When Birla and Vodafone Group agreed in March 2017 to merge their Indian mobile telecom businesses to create Vodafone Idea, both had painted an extremely optimistic picture of the future. The combined company, they said, would immediately become India’s leading telecommunications provider with almost 400 million customers, a 35% customer market share and 41% revenue market share. By September 2018, the merged entity’s total subscriber base was 435 million customers, more than the entire population of the U.S.
But its fortunes reversed quickly as competition intensified and the merged entity struggled to keep up with technological advances. The entry of Reliance Industries, India’s biggest conglomerate, in 2016 with the then-latest 4G technology and cheap data offers shook up the market and quickly resulted in consolidation among rival players.
By the time Vodafone Idea sorted out its merger blues, Reliance Jio and Bharti Airtel had eaten into its market share, while the total Indian mobile market remained constant at 1.1 billion subscribers.
“There were a number of issues within Vodafone Idea, including the clash of cultures between a multinational with a lavish expense budget and a frugal Indian company. The merger did not bring in the fruits it was supposed to,” said a former chairman of a rival telecom company who asked to remain anonymous.
The AGR liability dispute can be traced to a deal in 1999 under which telecom players agreed to pay dues based on a revenue-sharing formula, replacing the previous fixed fee.

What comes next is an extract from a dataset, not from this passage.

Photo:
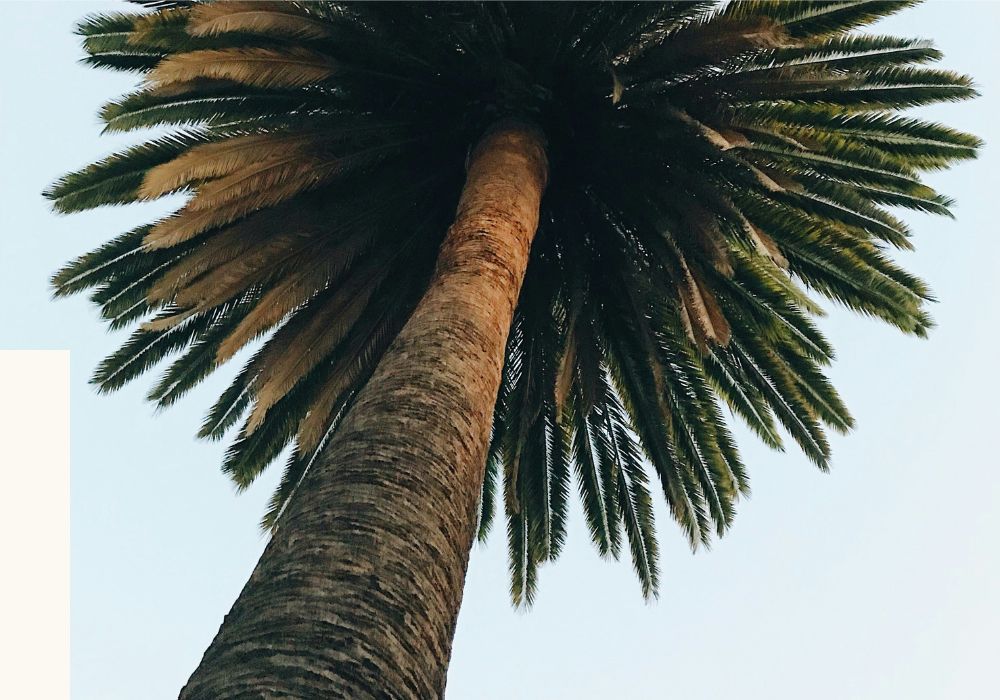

The Indian government’s department of telecommunications and the companies soon began to disagree on how to calculate revenues. Specifically, there was a dispute over whether to include revenues from related services such as selling mobile phones bundled with telecom services or certain commissions.
The matter has been making its way through the courts since 2005, and none of the companies, including Vodafone and Idea Cellular, made any provisions in case the judgment went against them.
In September 2020, the Indian Supreme Court dropped a bombshell, directing all telecom companies to pay the past dues, with 10% by March 31 and the rest in annual installments over the next decade.
As a result, the company estimated its gross debt as of March this year at 1.8 trillion rupees, which includes deferred spectrum payment obligations of 960 billion rupees and bank debt of 230 billion rupees.
Aliasgar Shakir, an analyst with Motilal Oswal Financial Services, said the company cannot realistically become profitable without restructuring this mountain of liabilities.
“To survive, it would require a 93% tariff hike to fill the cash-flow deficit gap,” he said. “The government of India can extend the deadline for spectrum dues or AGR payment timelines. However, with interest accruing during the extension period, the amount would balloon, thus providing only a short-term respite. It will also need a debt restructuring from the Indian lenders.”
After the AGR judgment, Vodafone Idea announced plans to raise 250 billion rupees in new debt or equity but it has failed to find any investors, given the uncertainty. Its shares have lost 40% of their remaining value in the past year.
In one positive sign for Birla and Vodafone, rivals have hinted they are ready to raise rates for customers. Fitch Ratings forecast last week that the industry’s monthly average revenue per user (ARPU) would rise by 15% to 20% to 175 rupees in the next 12 months from the current 146 rupees, on headline tariff increases and increasing migration of 2G users to higher-priced 4G plans.
Meanwhile, government officials have said they will make a decision that is positive for all players and indicated they believed the collapse of Vodafone Idea would send the wrong signals to foreign investors, which raised hopes of a deal.
Given these developments, industry insiders believe Vodafone Idea’s future is still in play, and Birla and Read’s lobbying in New Delhi may not go in vain.